Zuhören sollten Sie bei mir auch. Sie haben nämlich gerade einen anerkannten Experten zitiert.

(Zurufe von der CDU)

Hören Sie mir einmal zu. – Sie haben eben einen anerkannten EU-Beihilfeexperten, den Juristen Dr. Bartosch, mit dem Sie am Montag gesprochen hätten, erwähnt und zitiert. Ich zitiere mit Erlaubnis der Präsidentin aus einem Bericht des Südwestrunkfunks: „Aus juristischen Gründen darf die Landesregierung aber mit ihren Forderungen den Handwerkern nicht den Vorrang geben.
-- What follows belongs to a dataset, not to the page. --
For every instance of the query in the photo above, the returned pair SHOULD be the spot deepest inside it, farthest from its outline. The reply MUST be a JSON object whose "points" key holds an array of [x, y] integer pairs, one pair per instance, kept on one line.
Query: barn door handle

Der unabhängige EU-Beihilfe-Experte Dr. Andreas Bartosch bestätigt jetzt diese Rechtslage. Das Vorgehen der Landesregierung geschehe im Einklang mit geltendem EU-Recht. Würde das Land als Hauptgläubiger den Handwerkern bei der Bezahlung den Vortritt lassen, würde es gegen das EUBeihilferecht verstoßen. Ein sogenannter Rangrücktritt im Insolvenzverfahren Nürburgring sei für das Land deshalb nicht möglich.“ – So der Jurist, den Sie eben zitiert haben.

(Alexander Licht, CDU: Nach dem Beschluss kann man das nicht mehr ändern!)

Herr Kollege Licht, das ist es: Sie wissen genau um die Rechtslage und verfahren wissentlich nach dem Motto: Was kümmert mich eigentlich die Rechtslage? Was in

teressiert es mich, was im EU-Beihilferecht steht? Was kümmert mich die Kommission? –

Sie führen genau die Politik weiter, die Sie in den letzten Jahren in diesem Parlament angeblich immer bekämpft haben. Deshalb sind Sie zum Beispiel auch gegen das Transparenzgesetz. Deshalb sind Sie auch gegen die Offenlegung von Nebeneinkünften. Deswegen sind Sie zum Beispiel auch gegen mehr Bürgerbeteiligung; denn Sie machen hier intransparent und unehrlich Politik.

(Beifall des BÜNDNIS 90/DIE GRÜNEN und der SPD – Hans-Josef-Bracht, CDU: Quatsch!)

Meine Damen und Herren, Herr Kollege Licht, das müssen Sie sich jetzt anhören.

(Alexander Licht, CDU: Sie schildern den Prozess Nürburgring und nichts anderes!)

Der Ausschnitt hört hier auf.